It probably comes as no surprise that texting is the preferred method of communication for the majority of people. Did you know that most (90%) open and read a text within 3 minutes?
Studies show that text messages also receive a higher rate of response than emails–45% versus 6%. If, like many of us at Kinvolved, you remember the days before email, we’ll give you a moment to process this information!
Given these statistics, it makes sense that texting parents/families is a great way to keep them informed and engaged. It’s a low-cost, accessible, and organized way to significantly decrease absenteeism in K–12 schools and districts.
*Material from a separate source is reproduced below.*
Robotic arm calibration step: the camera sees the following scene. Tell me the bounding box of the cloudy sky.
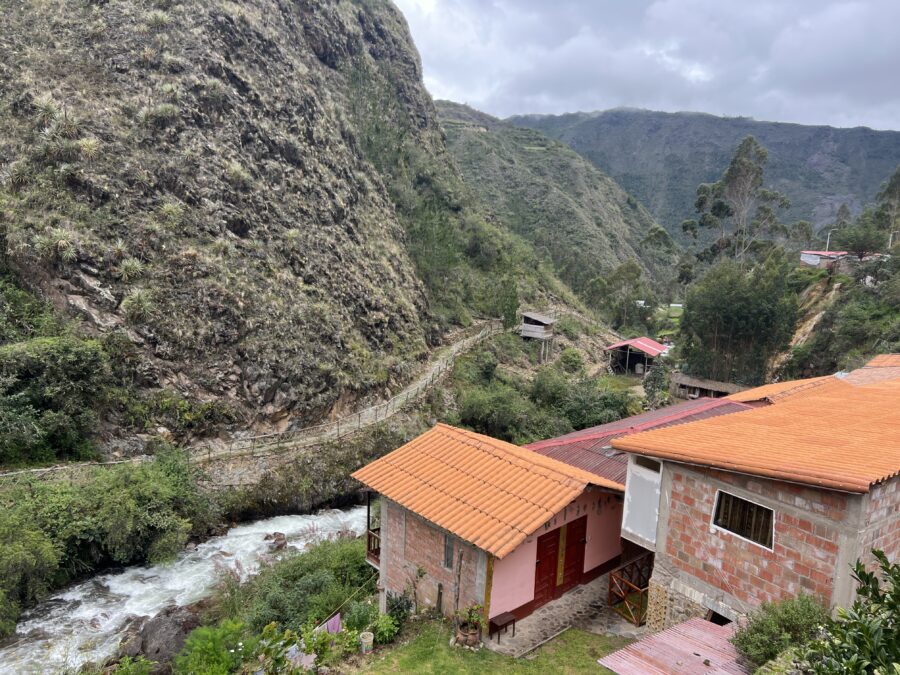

Here are four reasons why two-way texting is a great way for schools to improve attendance:
1. Texting can reduce chronic absence rates beginning as early as elementary school
According to a 2020 study from the Institute of Educational Sciences (IES), texting can reduce the chronic absence rates in an elementary school by approximately 18% in one year. By texting families of students with prior histories of constant absences, schools reduced their absences by 7–15%.
All in all, the study found that basic text messaging reduced absence rates for students by approximately 11%.
A second recently published IES study that looked at the implementation of attendance supports—including nudges, text messages, auto-calls, and emails sent through KiNVO™—in the Providence Public School District (PPSD) found that “during the 2018/19 school year the use of attendance-related text messaging increased more quickly in schools in which chronic absenteeism decreased between 2017/18 and 2018/19 than in schools in which chronic absenteeism increased, where the use of attendance-related text messaging remained flat.”
The importance of involving families in their child's education cannot be understated and school districts that work with KiNVO know that the software makes it easier to get to the root of the problem and gain insights as to why a student is absent.
The variety of texting options allows for deeper parent-school communication. In alignment with the study’s findings, KiNVO partner schools have also seen a remarkable decrease in absence rates. For example, at Meriden Public Schools in Connecticut, KiNVO has helped provide a 22% decrease in absenteeism for English learners. Similarly, NYCDOE KiNVO schools have seen a 7% reduction in chronic absenteeism compared to all NYCDOE schools.
2. Texting is a reliable way for schools to reach families
Texting is an effective way of ensuring student presence in school buildings and it is both quick and reliable. In the 2020 IES study, nearly 100% of the messages sent were correctly delivered to parents across the year. KiNVO has shown similar results, with a near 100% delivery rate. Of course, delivery of messages is only one part of any outreach and communications plan.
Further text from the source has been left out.